Como buen muchacho provinciano, lo primero que me llamó la atención en cuanto llegué a vivir al Distrito Federal fue que en la práctica el peatón carece totalmente de los derechos más fundamentales. Para adaptarme tuve que involucionar unos cuantos miles de años, al tiempo en el que el hombre de las cavernas tenía que cuidarse las espaldas de mamíferos más grandes y afilados, y olvidar todas esas cosas buenas y civilizadas que aprendí en la primaria en mis clases de educación vial; echar al traste todo lo que esos bondadosas instructores me enseñaron en “la ciudad de los niños”: un parque infantil de pequeñas casas que imitaba el trazado de una ciudad y que uno recorría en una bicicleta.

Vengo de una ciudad del norte en la que uno puede estar en una cantina y morir acribillado por cientos de balas de AK-47, pero donde paradójicamente los automóviles se detienen en los pasos peatonales para dejar pasar a los transeúntes. Para los capitalinos el norte es un lugar salvaje, muy al estilo del viejo oeste, pero en algunos casos es mucho más civilizado. Por ejemplo, en Chihuahua, con nuestra mentalidad de aldeanos, hemos inventado un gran sistema para evitar embotellamientos y choques en las calles, sin utilizar semáforos. Le llamamos “cuatro altos”, y me cuentan que ya lo están implementando en Suecia y los demás países escandinavos (aunque deberíamos de cobrarles la patente). Es un sistema sencillo, y funciona gracias a algo muy exótico de lo que los capitalinos nunca han oído hablar, en términos de tráfico vehicular: el contrato social.

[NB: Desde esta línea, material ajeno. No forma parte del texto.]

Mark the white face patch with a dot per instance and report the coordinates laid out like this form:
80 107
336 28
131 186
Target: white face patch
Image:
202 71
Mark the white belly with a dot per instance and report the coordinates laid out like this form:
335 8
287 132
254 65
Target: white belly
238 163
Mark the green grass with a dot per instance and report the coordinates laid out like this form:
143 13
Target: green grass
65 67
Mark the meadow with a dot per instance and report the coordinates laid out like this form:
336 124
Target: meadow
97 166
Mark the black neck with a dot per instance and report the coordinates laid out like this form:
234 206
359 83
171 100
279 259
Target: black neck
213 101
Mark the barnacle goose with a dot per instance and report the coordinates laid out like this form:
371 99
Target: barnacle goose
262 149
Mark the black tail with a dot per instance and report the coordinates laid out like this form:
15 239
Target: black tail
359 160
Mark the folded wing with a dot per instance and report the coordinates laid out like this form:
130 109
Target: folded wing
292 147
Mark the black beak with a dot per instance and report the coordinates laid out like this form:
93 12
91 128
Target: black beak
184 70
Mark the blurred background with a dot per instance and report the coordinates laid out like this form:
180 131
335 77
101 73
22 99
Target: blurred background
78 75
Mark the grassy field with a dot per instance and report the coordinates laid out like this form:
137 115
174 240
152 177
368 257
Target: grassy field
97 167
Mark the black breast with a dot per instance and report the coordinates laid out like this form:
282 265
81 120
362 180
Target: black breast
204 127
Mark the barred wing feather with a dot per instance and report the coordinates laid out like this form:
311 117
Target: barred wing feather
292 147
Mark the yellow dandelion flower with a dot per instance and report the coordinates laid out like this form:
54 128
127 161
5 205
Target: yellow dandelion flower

Explicaré cómo funciona: en un cruce de dos calles, de dos sentidos, los autos se detienen y le ceden el paso a los que vienen por la calle perpendicular. Luego es el turno del que cedió el paso la primera vez. Uno puede circular tranquilamente por una calle, y si bien se corre el riesgo de que dos delincuentes te apunten con una pistola y te bajen del auto (como en Grand Theft Auto, el videojuego), al menos se tiene el consuelo de que al llegar a un alto, alguien te cederá el paso con un gesto bondadoso.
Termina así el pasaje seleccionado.